Faculty Writing: On Authoritarianism in Bangladesh and the Political Theology of Conservatism

Writing in Jamhoor, Nafis Hasan explores the tangled historical roots of an acute, and increasingly violent, “identity crisis” in Bangladesh—between Bengali and Muslim identifications: “The identity crisis, arising from the scars of the 1947 Partition and carefully nurtured by political parties in the last five decades for political gains, has brought the specter of authoritarianism once again to haunt Bangladesh.” Then, Hasan accounts for the Bengali left’s struggles to coalesce and present a sustained challenge to the ruling Awami League. “If there is to be a successful mass movement against authoritarian rule,” he contends, “it will come from a synthesis of identities, just as it had for the country’s liberation, not the pyrrhic victory of one over the other.”

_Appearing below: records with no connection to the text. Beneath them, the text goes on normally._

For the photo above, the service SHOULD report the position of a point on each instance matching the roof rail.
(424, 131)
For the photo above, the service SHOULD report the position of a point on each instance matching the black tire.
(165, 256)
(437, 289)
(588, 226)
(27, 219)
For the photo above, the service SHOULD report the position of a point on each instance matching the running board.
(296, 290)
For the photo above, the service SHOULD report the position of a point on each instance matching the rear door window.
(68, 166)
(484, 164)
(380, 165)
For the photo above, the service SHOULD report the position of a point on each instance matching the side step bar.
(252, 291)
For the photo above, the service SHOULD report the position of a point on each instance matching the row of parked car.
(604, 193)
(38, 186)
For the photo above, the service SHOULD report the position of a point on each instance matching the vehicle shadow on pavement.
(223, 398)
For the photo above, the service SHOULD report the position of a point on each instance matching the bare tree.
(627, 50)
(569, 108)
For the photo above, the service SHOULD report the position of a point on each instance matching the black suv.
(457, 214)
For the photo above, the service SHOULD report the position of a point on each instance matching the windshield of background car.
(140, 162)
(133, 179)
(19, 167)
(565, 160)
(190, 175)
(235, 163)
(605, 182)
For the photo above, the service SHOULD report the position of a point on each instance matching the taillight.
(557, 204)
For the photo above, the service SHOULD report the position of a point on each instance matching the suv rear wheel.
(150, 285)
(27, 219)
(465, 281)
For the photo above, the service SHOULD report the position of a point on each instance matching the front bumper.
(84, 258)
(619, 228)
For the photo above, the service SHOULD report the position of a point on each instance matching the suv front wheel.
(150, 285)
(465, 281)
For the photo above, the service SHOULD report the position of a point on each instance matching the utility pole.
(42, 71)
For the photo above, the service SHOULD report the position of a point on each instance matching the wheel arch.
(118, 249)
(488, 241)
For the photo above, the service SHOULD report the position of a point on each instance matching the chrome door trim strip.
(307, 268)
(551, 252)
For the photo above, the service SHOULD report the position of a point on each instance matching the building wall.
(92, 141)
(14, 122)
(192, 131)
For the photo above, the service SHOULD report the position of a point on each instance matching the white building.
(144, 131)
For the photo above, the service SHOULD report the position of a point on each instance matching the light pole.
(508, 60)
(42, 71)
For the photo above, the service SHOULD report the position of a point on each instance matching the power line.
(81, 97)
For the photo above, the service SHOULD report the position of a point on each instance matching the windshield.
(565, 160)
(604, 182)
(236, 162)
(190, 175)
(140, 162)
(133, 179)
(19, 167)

In New Statesman, Suzy Schneider parses the political-theology of post-liberalism with an incisive analysis of the nationalist, “political-theological” conservatisms of Patrick Deneen and Yoram Hazony. In Deneen’s conceptualization of a Christian America, and Hazony’s of a Jewish Israel, national projects serve to advance the “will of God,” and the dominant political position of the religious majority. Though described as “traditionalists,” these “dangerous minds” aren’t looking backward, Schneider argues, but towards “the advanced technologies of governance—from state schooling to surveillance and criminalization—to create a body politic that accords with their vision of the nation.”